There is a crowd of comprimario singers involved and generally speaking they are well up to the requirements. Of the five central characters, veteran bass Jan-Hendrik Rootering is in excellent form as the old Rambaldo – though suitably elderly-sounding. The secondary couple Lisette and Prunier are superiorly sung and acted by Evelin Novak and Álvaro Zambrano, the former a glittering lyric soprano, singing with great charm, the latter an agreeably nuanced lyric tenor who never overtaxes his beautiful voice. Yosep Kang who sports a well-schooled lirico spinto tenor is a near-ideal Ruggero; singing with great feeling in for instance Dimmi che vuoi seguirmi in the last act and elsewhere a stylish and sympathetic partner to Magda. Their duet in act II, Perchč mai cercate di saper, is marvellously warm and deeply felt. In some other places it is about Elena Moşuc that I am a bit hesitant. She has a very beautiful voice, her technique is impeccable and one of my favourite recital discs is a Mozart disc issued by Arte Nova quite long ago. But fairly early she adopted a vibrato that disfigured her singing unnecessarily much. I complained about this when reviewing a recording of Lehár’s operetta Schön ist die Welt, recorded as long ago as 2005, and here, ten years later when she was just past 50, it can’t be left out of account. Actually I found it less prominent this time, and much of her singing is very beautiful and nuanced – listen to Oggi lascia che ancor (CD 2 tr. 2), another show-stopper – but since I know that vibrato is something that divides opinions, I feel it my duty to point this out.
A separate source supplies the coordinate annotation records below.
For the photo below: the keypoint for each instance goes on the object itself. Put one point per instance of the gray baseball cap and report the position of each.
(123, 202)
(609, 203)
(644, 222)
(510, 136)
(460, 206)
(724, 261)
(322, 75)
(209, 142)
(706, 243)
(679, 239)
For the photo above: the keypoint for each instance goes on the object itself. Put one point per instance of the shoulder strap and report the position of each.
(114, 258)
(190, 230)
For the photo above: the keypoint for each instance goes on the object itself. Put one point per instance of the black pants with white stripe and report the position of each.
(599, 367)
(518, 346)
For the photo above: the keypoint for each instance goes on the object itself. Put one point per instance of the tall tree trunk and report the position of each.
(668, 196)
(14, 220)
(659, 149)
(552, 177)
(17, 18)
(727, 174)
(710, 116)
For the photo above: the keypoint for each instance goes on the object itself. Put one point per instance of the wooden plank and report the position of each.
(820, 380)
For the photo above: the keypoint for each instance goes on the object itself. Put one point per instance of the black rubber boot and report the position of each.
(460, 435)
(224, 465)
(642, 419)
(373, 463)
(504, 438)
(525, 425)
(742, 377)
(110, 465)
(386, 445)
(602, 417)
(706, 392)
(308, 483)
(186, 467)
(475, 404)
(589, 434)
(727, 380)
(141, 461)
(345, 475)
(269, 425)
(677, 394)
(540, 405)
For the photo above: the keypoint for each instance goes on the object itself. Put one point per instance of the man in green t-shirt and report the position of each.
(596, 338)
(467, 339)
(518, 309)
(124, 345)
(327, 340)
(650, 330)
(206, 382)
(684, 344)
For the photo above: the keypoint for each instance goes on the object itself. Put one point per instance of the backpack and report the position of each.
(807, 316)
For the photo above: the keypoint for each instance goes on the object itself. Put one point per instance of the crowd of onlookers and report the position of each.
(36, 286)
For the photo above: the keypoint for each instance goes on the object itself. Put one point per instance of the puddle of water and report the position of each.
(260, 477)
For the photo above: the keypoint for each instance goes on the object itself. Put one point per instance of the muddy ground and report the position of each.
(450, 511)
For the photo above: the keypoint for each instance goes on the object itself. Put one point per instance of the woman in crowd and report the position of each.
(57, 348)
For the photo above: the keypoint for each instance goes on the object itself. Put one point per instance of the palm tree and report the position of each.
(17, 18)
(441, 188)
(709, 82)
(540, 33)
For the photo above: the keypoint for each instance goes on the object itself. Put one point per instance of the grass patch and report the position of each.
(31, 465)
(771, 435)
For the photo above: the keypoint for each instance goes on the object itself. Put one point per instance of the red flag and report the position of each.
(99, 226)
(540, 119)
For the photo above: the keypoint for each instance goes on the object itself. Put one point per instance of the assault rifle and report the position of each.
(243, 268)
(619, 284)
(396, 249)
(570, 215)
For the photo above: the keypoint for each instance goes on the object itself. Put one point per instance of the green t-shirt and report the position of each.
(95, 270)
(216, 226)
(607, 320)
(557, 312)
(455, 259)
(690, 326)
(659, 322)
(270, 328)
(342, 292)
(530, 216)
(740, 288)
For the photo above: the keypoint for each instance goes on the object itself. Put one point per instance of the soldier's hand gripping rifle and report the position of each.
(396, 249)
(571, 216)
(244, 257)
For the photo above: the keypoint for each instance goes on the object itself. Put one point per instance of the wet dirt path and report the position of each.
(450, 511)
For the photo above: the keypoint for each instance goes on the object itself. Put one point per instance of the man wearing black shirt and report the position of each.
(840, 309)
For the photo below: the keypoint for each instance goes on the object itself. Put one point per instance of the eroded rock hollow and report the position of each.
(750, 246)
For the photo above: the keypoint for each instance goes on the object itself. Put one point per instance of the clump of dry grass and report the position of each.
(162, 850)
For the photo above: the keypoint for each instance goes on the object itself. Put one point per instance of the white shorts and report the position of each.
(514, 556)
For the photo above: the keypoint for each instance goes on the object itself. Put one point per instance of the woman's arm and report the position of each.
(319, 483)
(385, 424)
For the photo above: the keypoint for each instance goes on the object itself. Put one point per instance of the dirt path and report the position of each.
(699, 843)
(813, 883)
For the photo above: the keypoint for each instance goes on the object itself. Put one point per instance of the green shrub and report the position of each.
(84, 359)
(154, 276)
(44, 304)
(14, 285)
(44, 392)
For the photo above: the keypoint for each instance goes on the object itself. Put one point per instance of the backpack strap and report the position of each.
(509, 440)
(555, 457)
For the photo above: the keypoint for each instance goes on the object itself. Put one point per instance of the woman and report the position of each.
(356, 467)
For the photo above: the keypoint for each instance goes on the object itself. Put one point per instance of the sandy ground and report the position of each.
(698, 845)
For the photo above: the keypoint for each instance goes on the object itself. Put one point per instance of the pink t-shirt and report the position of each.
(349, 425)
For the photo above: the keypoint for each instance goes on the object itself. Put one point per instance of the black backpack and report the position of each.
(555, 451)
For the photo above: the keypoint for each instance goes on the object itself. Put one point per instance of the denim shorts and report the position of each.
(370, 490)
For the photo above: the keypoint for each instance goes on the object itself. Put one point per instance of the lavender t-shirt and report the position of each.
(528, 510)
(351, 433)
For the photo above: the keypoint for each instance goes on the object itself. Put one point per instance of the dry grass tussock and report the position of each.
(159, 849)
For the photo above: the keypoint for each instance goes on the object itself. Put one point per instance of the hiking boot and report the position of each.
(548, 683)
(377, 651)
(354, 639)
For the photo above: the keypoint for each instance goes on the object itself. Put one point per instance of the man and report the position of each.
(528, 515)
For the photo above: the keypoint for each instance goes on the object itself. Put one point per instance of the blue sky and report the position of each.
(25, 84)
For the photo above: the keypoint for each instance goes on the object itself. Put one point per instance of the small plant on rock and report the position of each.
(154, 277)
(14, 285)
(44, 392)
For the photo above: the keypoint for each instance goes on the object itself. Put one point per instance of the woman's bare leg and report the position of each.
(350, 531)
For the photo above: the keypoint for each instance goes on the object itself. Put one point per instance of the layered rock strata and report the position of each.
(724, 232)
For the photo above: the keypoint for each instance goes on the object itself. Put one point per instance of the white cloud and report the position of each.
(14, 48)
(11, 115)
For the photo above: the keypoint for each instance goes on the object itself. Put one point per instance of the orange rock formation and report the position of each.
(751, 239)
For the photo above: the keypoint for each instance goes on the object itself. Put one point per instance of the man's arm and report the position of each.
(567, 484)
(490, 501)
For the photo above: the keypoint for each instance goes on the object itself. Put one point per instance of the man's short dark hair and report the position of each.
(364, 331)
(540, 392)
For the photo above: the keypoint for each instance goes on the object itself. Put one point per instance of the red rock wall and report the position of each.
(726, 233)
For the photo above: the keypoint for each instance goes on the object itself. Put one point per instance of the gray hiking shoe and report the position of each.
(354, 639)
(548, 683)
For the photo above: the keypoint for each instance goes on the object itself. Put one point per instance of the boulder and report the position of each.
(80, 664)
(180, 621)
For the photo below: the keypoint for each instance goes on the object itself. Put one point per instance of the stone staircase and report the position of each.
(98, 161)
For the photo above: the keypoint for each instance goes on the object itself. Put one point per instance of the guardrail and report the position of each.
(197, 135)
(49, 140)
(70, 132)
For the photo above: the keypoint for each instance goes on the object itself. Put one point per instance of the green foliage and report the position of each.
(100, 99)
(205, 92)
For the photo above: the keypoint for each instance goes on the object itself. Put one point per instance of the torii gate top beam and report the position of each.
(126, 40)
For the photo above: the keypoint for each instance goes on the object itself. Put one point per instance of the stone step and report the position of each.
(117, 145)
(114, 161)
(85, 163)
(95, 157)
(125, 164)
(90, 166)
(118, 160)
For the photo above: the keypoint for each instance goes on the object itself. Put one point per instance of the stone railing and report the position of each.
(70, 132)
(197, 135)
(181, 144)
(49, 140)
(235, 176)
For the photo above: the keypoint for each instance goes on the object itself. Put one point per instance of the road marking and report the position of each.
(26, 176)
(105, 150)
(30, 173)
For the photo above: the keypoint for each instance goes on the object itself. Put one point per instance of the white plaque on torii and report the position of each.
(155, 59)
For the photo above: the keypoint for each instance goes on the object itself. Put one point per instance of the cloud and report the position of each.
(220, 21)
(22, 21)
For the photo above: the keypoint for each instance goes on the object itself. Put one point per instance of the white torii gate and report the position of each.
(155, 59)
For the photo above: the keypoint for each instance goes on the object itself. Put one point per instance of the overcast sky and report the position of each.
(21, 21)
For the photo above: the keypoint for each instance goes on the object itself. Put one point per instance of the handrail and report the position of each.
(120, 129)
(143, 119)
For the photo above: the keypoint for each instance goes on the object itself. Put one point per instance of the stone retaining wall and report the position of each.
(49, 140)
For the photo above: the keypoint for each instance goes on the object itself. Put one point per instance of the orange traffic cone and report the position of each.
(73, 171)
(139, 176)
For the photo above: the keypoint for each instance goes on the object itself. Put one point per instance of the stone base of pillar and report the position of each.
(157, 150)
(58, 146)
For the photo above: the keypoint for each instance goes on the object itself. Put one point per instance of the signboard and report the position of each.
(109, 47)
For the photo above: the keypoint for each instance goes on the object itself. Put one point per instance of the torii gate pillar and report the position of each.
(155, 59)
Full marks for the textbook with full libretto and German translations – ideally I suppose many readers with limited knowledge of German would have preferred an English translation as well – and valuable synopsis and background information plus artists bios – all of this in English as well.
The EMI – now Warner Classics – recording under Pappano with Angela Gheorghiu and Roberto Alagna (review) is still a first recommendation, but the present set has a lot to offer and, with the slight reservation I’ve made, should satisfy also demanding readers.